By a "big lad" Collingwood certainly does not mean that Crawley is carrying an excess weight. Far from it. Instead he stands at 6ft 5in and looks as fit as anyone in the squad, with the possible exception of Ben Stokes. At training on Wednesday, it appeared as if he deliberately slowed down not to embarrass his captain, Joe Root, who had joined him on multiple circuits of the boundary.
Crawley is still very much at the developmental stage of his career, though. He is just 21 and, as his first-class batting average of 31.27 illustrates, he is still learning his game. Having played a great deal on the seamer-friendly surfaces at Canterbury, however, those figures are not, perhaps, quite as modest as they seem.
Collingwood is equally optimistic about the prospects for the rest of this side's batsmen. As a member of the team that won the Ashes in Australia in 2010-11, he thinks he knows what it would take to repeat that result, saying that scoreboard pressure is a vital ingredient.
"I'm very confident that this batting unit, over time, is going to score a lot of runs," Collingwood said. "I think the mentality of it, the way the guys are working, it feels as though we've got the right kind of personnel to score big runs.

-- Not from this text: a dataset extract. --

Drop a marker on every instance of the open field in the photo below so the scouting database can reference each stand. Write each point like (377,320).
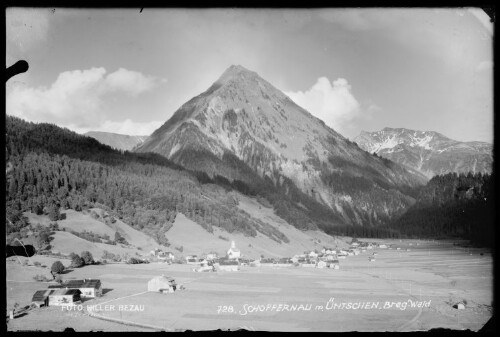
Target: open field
(439,273)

"We know what Australia are going to do to us. They're going to batter us with 90mph bowlers and make us feel uncomfortable with a spinner at the other end who will dry us up. But when we won there in 2010-11, we scored a lot of runs and then you've got scoreboard pressure.

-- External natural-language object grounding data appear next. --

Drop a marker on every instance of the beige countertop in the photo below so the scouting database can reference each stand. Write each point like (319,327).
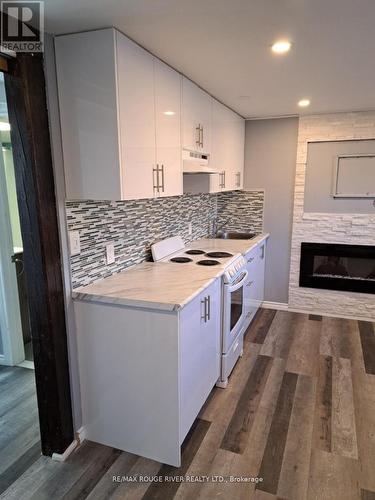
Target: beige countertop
(161,285)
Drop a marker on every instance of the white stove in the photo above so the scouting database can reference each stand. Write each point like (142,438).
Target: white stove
(234,278)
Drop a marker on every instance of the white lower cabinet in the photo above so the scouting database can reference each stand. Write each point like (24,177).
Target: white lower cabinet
(145,374)
(254,289)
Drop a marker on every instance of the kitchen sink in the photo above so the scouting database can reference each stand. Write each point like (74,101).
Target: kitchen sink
(234,235)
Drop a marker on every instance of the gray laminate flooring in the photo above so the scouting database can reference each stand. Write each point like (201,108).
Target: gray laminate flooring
(19,425)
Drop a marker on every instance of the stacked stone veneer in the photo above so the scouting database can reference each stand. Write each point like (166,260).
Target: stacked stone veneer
(329,228)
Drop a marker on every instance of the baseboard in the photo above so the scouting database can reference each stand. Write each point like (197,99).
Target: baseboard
(27,364)
(61,457)
(280,306)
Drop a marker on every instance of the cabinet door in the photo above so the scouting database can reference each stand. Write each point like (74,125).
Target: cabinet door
(168,129)
(135,80)
(86,77)
(196,117)
(200,334)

"The other challenge is to get those 20 wickets. And that seems to be increasingly difficult. Sides now generally have longer batting orders and the Kookaburra ball can prove difficult to take wickets with. The old school top-of-off with a Dukes ball back in the England doesn't necessarily work over here. We've found ways at times but if you look at history we haven't really consistently found a formula or a solution.
"But we have to find a way. You can see that New Zealand have a strategy that has worked over time: you're going to get swing bowlers up front, then Colin de Grandhomme and then Wagner to bounce the living daylights out of you. It's a system that works for them and it's our challenge to produce the skills out of our bowlers that work on in these conditions with this ball.

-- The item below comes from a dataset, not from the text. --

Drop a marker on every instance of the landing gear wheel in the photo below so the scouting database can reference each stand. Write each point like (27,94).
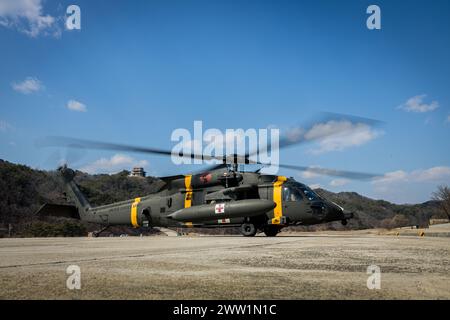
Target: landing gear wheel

"You look back and see what we were doing well [in 2010-11], and everyone refers back to pace, but we didn't have much pace actually. It was more down to accuracy - 'bowling dry' as we called it - and it was almost playing on their ego, because they wanted to score runs, because it was the Australian way.
"But teams, even Australia, don't really play with ego any more. They're very patient. Steve Smith shows that. So you might need a different type of bowler with some extra pace."